You can take liberties with the Type R you wouldn’t think possible. Hammer the throttle mid-corner and instead of quickly understeering into the barriers, the helical limited-slip differential works to find grip and the car holds its line, more or less. If you’re clumsy you’ll get a bit of understeer, but the chassis balance is remarkably neutral.
In +R mode you can turn the traction control completely off. Stay on the brakes deep into corners and you’ll feel the rear going light and rotating ever so slightly. It’s not a hooligan’s machine like the Ford Focus RS, but it does reward good driving with raw speed.
My biggest complaints are the exhaust is too quiet and it’d be nice if the chassis were a little looser at the rear.

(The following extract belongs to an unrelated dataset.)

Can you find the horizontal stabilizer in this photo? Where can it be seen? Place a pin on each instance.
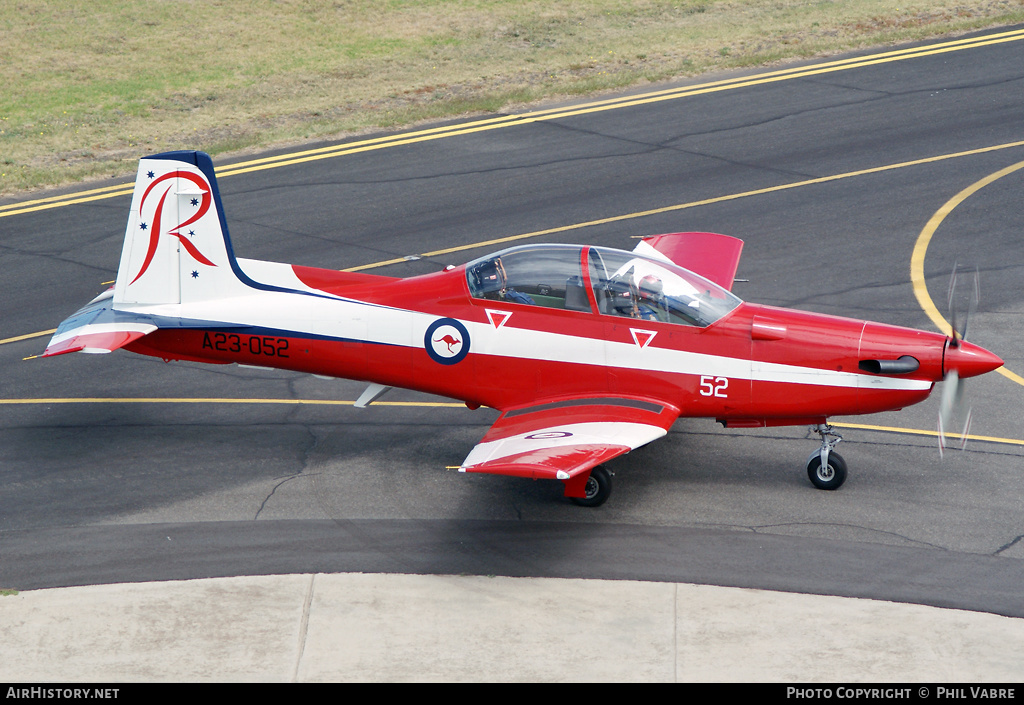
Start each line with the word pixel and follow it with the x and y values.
pixel 97 328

If a car is going to look as crazy as this, it’d better sound and drive a little crazy, too. I have no doubt the aftermarket tuning community will fix those issues quickly.
Honda didn’t give us a chance to test the car on the road. My only concern is the stiffened suspension and composed damping that make it so good on a track would make the Type R too uncomfortable for daily driving in any Canadian city. But I suppose if you’re willing to put up with a car that looks like this for all-out performance, you’re also willing to suffer a stiff ride.
At $40,890 the Civic Type R comes fully loaded in Canada. There are only two colours to choose from: black or white. A carbon-fibre package with cosmetic carbon bits will be available soon.
The Type R is much cheaper than the Ford Focus RS, which is overpriced. The Honda is a tad more than the base VW Golf R or Subaru STI, but both of those come with less standard equipment and end up being more than the Honda once you’ve added it all in. What you don’t get in the Honda – that all the others have – is all-wheel-drive.
I’m not sure what those hardcore Type R fans – the people who’ve been waiting decades for this car to come to Canada – will make of it now. How will a car with a stiff ride and huge wing fit into their daily lives? For some it’ll fit just fine. But for others, the more mature Golf R will be very tempting.
Flat-out, on a racetrack, the Civic Type R is spectacular: a quick and rewarding driver’s car. Day-to-day I suspect there are probably better all-around choices. The Civic Type R is a car for Honda’s loyal fans.
Disclosure—This writer’s travel and accommodations were provided by the automaker for the purposes of this first-drive review.